Генерал террора — страница 78 из 95

   — О чём речь, любезная Любовь Ефимовна. Мои руки на что?

Он без обиняков подхватил её и под показной, радостный визг вознёс на левую полку. Покурив в коридоре, и сам на правую сторону вознёсся, оговорившись:

   — Извините, я привык спать на правом боку.

   — А я на левом. Ведь правда, Саша? — свесила она вниз всегда распускавшиеся без шляпки жгучие волосы.

   — Правда, Люба... не помню, — похмыкал Деренталь, позвякивая рюмкой. — Я рад, что там у вас так хорошо совпало. И у нас тут совпа...денье, да!

Со стола ничего, конечно, не убирали. Близко. Удобно. Знай побрякивай-позвякивай.

Но сколько можно?

Свет в вагоне хоть и плохонький с сырого угля, но всё-таки был. Накушавшись в охотку, Деренталь отвалился к стенке, прикрылся прихваченным в дорогу французским романом. Юнкер старательно изображал из себя спящего. А что изображать им, святым духом вознесённым на верхние полки?..

Поезд пылил снежком вторую неделю. В этих просторах давно потерялась власть забытой Директории. Возникла было властишка какого-то байкальского атамана, но и она после незадачливой перестрелки пропала в метельной мгле. Помаячило за окном нечто монгольское, скуластое — заступить дорогу не решилось: пулемёты во всех тамбурах стояли. Потарахтело скучным переплясом полнейшее безвластие; опять какой-то атаман... с китайской плоской рожей!.. Кто там ещё? Не чукчи ли?..

Самое время посмеяться — хоть и на русской земле, а уже японские ветры.

От сырого уголька в вагоне и в самом деле было нежарко. Когда разговариваешь — парок из уст в уста. Савинков не унижался до шёпота — как всегда, своим тихим шелестящим голосом:

   — Вот так, Любовь Ефимовна, — жизнь. Я был шафером на вашей парижской свадьбе. Теперь, если когда-нибудь попадём в Париж, кем стану, позвольте спросить?

   — Всё тем же — Борисом Викторовичем... не решаюсь называть Борей...

   — И — не называйте. Это вульгарно. Мы с вами всё-таки светские люди. — Он через пропасть потянулся к ней, чтобы поцеловать ладошку.

Как по приказу и свет погас.

   — Мы не опустимся до темноты... наших отношений! Видно, опять уголёк сыроват.

Будто услышали его голос, устыдились. Вежливый стук из-за двери:

   — Есть свечи, господа. — Сам же начальник поезда и принёс. — Не царские, но всё же...
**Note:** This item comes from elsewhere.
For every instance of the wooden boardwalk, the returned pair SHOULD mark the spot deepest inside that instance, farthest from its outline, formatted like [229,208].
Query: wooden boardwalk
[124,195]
   — Несчастному царю свечи уже не потребуются. Разве что поминальные...

   — Не ожидал от вас, Борис Викторович, такого монархического сочувствия.

   — Извините, я и сам не ожидал. Но — не люблю революционной грязи. Вы задели самую больную струну в моей душе.

   — Если так, извините и вы. Ненароком.

   — Прекрасно, обменялись любезностями! Хотя от бессонницы мне не уйти... Вы догадливы — свечи. — Он взял одну, поставленную в пепельницу, в уголке своей полки прикрыл газетой... и, забыв недавний разговор, отвернулся на левый бок.

Противоположная полка обидчиво и нервно скрипнула. Начальник поезда, прикрывая дверь, стыдливо пробормотал:

— Спокойной ночи...

Савинков его не слышал — читал скупленные на очередной станции газеты. Любовь Ефимовна нарочно ворочалась с боку на бок. Деренталь при свете нижней свечи шуршал французским потрёпанным романом, юнкер старательно прихрапывал — всё как должно быть. И даже собственные мысли не сегодня же родились. Кондуктор теперь не знал, чем угодить, газеты на всех станциях скупал охапками, даже и многомесячной давности. Савинков читал такие жуткие измышления о рыбинских днях, что впору было схватиться за браунинг. Но было и поновее — о покушении на Ленина, о Директории, о Колчаке... и об убийстве царской семьи... Рука большевистской цензуры сюда не дотягивалась, писали кто во что горазд. А он?

Уставившись в потолок, спрашивал себя об одном и том же: «Что со мной происходит? Любовь к царям?!»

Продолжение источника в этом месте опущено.